Short distance buses
Short distance buses, also known as micros have a wide range of routes with cheap fares ranging from US$0.33 for a short trip.All buses are clearly numbered with a sign on the bus indicating the final destination. However final destinations can be the same for different routes, so make sure you carefully research the route you should take if you are getting off before the last stop.
Upon boarding, you will have to mention your destination and you will be issued a ticket which you should keep in case of inspection. Most bus drivers may not be able to communicate in English so a sound idea of your destination is highly advisable. Pickpockets often trawl micros so keep a close eye on your belongings.
Long distance buses
Chile has a variety of long-distance bus systems and known for their efficiency, however, prices and standards vary respective to the bus company you opt for. All major Chilean cities boast a variety of bus terminals with clearly-displayed timetables however it is important to take into account that many roads consist of gravel and dirt, leaving you in for a bumpy ride.
Long-distance buses usually have toilet facilities and some offer beverages and food on board. There are usually three types of seats on offer when choosing your ticket “Clásico”, “Semi-Cama” and “Cama”. The first is a standard bus seat, the second partially reclines back with a footrest and the latter reclines fully like a bed and comes with a pillow and blanket.
The two main bus companies in Chile are Pullmanand Tur Bus. Both have a wide network of destinations around the country and have frequent traveler loyalty discounts. Promotions, also known as ofertas can be found outside the main summer season and students and pensioners can take advantage of discounts on their journeys. It is important to note that it may be difficult for expats and tourists to buy bus tickets online due to the fact many companies request you provide an RUT number (Chilean identification number.)
The Metro in Santiago is known as one of Latin America’s most extensive system with 5 lines and 108 stations making it the second largest after Mexico city. On weekdays the metro runs from 5am-12am, on Saturdays 6am-12am and on Sundays 8am until 11.30pm.
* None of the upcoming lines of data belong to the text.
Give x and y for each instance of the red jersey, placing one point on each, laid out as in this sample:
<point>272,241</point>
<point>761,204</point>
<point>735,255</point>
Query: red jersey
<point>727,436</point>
The metro is part of the Transantiago, an integrated public transport network that also serves major bus routes.
The fare system on the metro includes an integrated fare, allowing a mixture of bus and metro services to be included on your route. A smart card called Bip! can be bought at all major ticket offices at a price of US$2.50, topped up with a minimum of US$2. During rush hour, fares cost around US$0.16 and are reduced to US$0.04 during low use hours. Senior citizen and student fares are also available.
Trains are slowly being pushed out the transport market by buses. Their lack of modernisation and infrequent timetables have made buses a far more popular choice however they offer more space and a variety of services on board including bars and sometimes restaurants. Trains run from Santiago, south until Talca, and from Chillán to Temuco and all leave from Estación Central. There is fast and reliable light rail service between Santiago and San Fernando called Metrotren.